La función dominical de Giselle puso el broche final al ciclo con Rachel Mendoza e Isaías Rodríguez en los roles protagónicos. La velada comenzó con una pareja a la que, en el primer acto, le costó encontrar la complicidad inicial. Desde su salida, Mendoza encarnó una Giselle de nobleza innata, mostrando a una joven risueña y de espíritu alegre. Frente a ella, un Isaías Rodríguez que mantuvo de manera consistente la actitud de un joven enamorado, pero sin perder en ningún momento el porte y la elegancia propios de su rango.
Este idilio se desarrolló ante un cuerpo de baile animado, aunque en ocasiones las amigas y amigos de Giselle lucieron algo rígidas.
Sus miradas durante el pas de deux reflejaban, más que una conexión profunda, un mutuo acuerdo para ejecutar cada movimiento técnico. Rodríguez logró transitar con credibilidad de la picardía y alegría iniciales a la creciente preocupación de quien ve cómo su engaño lleva a un funesto desenlace. La escena de la locura de Mendoza se abordó con una notable contención, sin gestos exagerados y recursos predecibles. El sufrimiento se multiplicó en el rostro de la maître de la compañía, Moraima Martínez, como Bertha, quien agregó un profundo tono de dolor con una actuación sobria y devastadora.

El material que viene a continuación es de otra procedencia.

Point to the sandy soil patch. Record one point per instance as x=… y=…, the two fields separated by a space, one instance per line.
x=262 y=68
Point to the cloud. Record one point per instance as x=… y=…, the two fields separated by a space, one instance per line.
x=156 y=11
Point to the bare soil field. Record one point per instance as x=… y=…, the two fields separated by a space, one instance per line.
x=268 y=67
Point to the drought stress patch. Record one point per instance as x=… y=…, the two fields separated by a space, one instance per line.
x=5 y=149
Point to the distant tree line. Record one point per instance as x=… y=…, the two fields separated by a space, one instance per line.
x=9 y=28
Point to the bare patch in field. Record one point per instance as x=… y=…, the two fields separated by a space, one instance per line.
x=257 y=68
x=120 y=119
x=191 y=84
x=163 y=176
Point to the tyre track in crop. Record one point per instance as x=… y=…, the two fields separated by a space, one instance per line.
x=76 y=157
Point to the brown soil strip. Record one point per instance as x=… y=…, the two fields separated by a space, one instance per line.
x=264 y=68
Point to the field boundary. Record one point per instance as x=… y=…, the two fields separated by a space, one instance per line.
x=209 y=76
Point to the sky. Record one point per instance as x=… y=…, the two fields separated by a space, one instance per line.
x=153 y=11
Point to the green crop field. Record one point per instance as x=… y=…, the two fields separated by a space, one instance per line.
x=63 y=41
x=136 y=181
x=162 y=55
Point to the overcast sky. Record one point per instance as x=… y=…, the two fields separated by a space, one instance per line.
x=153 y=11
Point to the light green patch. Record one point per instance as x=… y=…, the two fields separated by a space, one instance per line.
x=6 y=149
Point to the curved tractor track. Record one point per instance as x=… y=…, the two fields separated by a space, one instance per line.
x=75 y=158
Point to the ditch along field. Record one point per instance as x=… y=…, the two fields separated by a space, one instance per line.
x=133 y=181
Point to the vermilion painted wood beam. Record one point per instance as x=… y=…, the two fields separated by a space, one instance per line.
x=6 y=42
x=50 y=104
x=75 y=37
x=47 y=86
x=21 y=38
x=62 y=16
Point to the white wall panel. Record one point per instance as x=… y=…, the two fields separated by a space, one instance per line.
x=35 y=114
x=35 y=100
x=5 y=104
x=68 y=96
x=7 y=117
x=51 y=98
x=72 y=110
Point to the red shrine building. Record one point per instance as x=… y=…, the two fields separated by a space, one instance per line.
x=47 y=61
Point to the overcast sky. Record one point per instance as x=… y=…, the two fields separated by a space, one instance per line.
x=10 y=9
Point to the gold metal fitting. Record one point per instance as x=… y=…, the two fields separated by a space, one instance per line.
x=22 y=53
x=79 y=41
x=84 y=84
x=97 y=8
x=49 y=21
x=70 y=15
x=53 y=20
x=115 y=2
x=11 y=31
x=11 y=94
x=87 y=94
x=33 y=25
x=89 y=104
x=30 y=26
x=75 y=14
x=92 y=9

El segundo acto mostró una evolución positiva en la conexión de la pareja. Mendoza sostuvo con dificultad un attitude rígido, pero compensó con unos balances sólidos ejecutados sin ostentación. Por su parte, Rodríguez realizó una serie de saltos con una limpieza notable, que transmitían la lucha de un hombre que se niega a bailar hasta morir, logrando reflejar un cansancio orgánico y dramáticamente muy convincente. Si bien la bailarina perdió en varios momentos la etereidad característica del personaje espectral, la función cerró con una interpretación que, a pesar de sus altibajos, demostró el compromiso de ambos artistas y de la compañía con la complejidad de este clásico.